Dearborn in the War of 1812

In 1812 President Madison appointed Dearborn senior major general of the US Army, and put him in charge of the northeastern sector from Niagara to the New England coast. Dearborn established his headquarters at Greenbush, across the Hudson River from Albany, but spent weeks away in Boston strengthening coastal defenses and trying to persuade New England governors to allow their militia to be used in an invasion of Canada. He did not succeed and the result was that he launched no major offensive against Lower Canada.

His leadership improved slightly in 1813, but instead of putting the main effort along the Lake Champlain route to attack Montréal or Québec City, American forces were scattered to the west.

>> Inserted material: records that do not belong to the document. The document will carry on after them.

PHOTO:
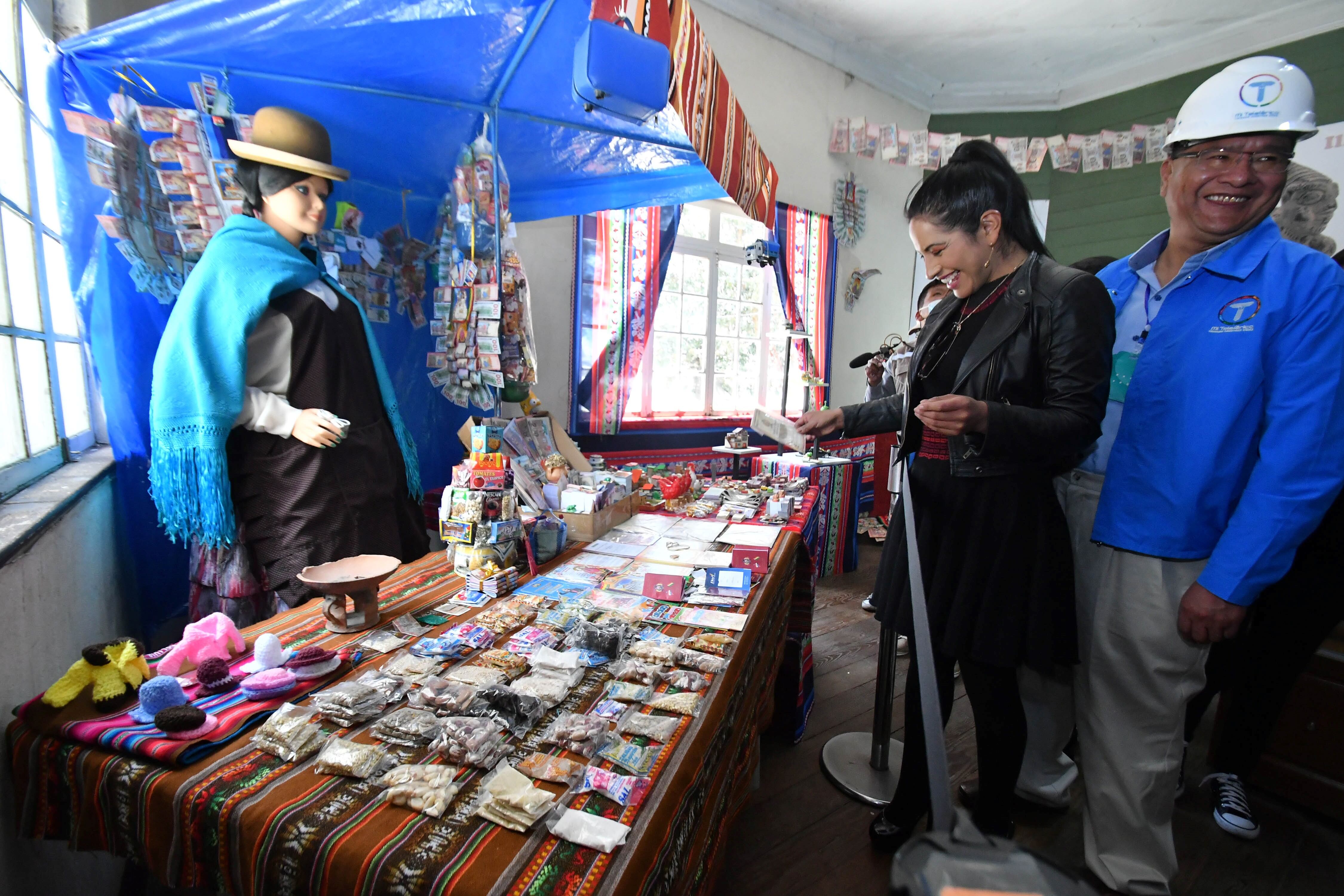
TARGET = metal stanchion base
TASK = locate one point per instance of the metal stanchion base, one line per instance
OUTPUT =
(846, 763)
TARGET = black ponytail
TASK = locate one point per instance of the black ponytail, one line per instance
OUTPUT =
(976, 179)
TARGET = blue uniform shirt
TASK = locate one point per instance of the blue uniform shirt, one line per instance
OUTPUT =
(1232, 443)
(1133, 317)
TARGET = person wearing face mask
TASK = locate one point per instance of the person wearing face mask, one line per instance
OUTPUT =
(1007, 389)
(882, 378)
(273, 424)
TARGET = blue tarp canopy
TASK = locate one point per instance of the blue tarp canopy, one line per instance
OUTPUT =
(401, 85)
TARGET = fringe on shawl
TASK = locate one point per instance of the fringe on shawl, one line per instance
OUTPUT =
(190, 484)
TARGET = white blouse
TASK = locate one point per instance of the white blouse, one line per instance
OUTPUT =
(267, 406)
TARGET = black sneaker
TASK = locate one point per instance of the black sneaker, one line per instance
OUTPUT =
(1232, 809)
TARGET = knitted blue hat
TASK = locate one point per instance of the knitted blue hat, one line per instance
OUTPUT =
(155, 695)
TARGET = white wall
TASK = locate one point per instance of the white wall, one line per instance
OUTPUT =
(60, 594)
(791, 100)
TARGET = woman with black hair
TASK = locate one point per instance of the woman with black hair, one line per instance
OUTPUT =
(276, 441)
(1007, 387)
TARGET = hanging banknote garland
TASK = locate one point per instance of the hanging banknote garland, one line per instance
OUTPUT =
(1069, 154)
(850, 211)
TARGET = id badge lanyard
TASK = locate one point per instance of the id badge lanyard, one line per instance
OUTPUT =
(1123, 363)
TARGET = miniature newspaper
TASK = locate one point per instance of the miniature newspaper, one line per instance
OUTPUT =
(777, 429)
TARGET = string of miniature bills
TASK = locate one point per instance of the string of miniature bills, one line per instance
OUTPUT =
(1072, 154)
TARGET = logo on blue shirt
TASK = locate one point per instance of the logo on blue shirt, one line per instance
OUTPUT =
(1261, 90)
(1236, 316)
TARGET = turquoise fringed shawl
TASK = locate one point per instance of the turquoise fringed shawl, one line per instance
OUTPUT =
(201, 367)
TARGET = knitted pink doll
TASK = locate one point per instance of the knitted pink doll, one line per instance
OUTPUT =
(211, 637)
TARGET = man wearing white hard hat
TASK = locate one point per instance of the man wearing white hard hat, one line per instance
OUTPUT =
(1219, 452)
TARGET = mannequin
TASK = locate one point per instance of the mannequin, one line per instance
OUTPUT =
(275, 428)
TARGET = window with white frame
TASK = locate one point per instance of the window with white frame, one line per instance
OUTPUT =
(45, 408)
(718, 346)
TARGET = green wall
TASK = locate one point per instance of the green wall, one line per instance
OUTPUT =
(1112, 213)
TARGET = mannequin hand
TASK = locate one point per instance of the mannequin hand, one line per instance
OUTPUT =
(953, 414)
(1206, 619)
(875, 371)
(312, 428)
(820, 422)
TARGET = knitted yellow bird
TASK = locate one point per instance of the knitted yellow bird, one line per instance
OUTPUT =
(115, 668)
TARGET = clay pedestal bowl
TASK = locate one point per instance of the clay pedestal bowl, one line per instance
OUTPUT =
(355, 578)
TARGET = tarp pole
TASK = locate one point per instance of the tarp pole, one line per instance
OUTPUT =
(499, 228)
(533, 27)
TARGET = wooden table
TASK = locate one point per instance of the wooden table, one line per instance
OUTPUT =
(241, 821)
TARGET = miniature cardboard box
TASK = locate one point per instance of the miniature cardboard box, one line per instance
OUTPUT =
(752, 558)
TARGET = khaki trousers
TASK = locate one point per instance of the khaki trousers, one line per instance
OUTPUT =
(1131, 688)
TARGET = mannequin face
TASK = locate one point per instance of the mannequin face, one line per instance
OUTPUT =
(299, 210)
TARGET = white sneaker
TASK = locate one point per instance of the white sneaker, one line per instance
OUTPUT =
(1232, 809)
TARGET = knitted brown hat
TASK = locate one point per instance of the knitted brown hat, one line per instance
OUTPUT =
(312, 663)
(214, 678)
(183, 718)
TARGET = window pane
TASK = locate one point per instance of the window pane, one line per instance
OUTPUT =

He commanded the successful attacks on York, the capital of Upper Canada, and on Fort George, but neither victory produced decisive results. Dearborn suffered repeatedly from illness and was relieved of his command in July 1813. He sat on General Hull’s court martial which he probably should not have done because his inaction in the summer of 1812 had meant that Isaac Brock could concentrate on attacking Detroit without worrying about an invasion of Lower Canada.

Dearborn was honorably discharged from the army in 1815 and remained active in politics in Massachusetts. Madison had nominated him for secretary of war, but after intense protest at the nomination Madison withdrew it. In 1822 President James Monroe sent him as minister to Portugal, a post which he held until 1824. He returned at his own request and retired to Roxbury, Massachusetts.

Dearborn was more effective as a follower than as a leader. His biographer concludes that he was moderately successful, “the near total failure of his military command in the War of 1812 being the notable exception.”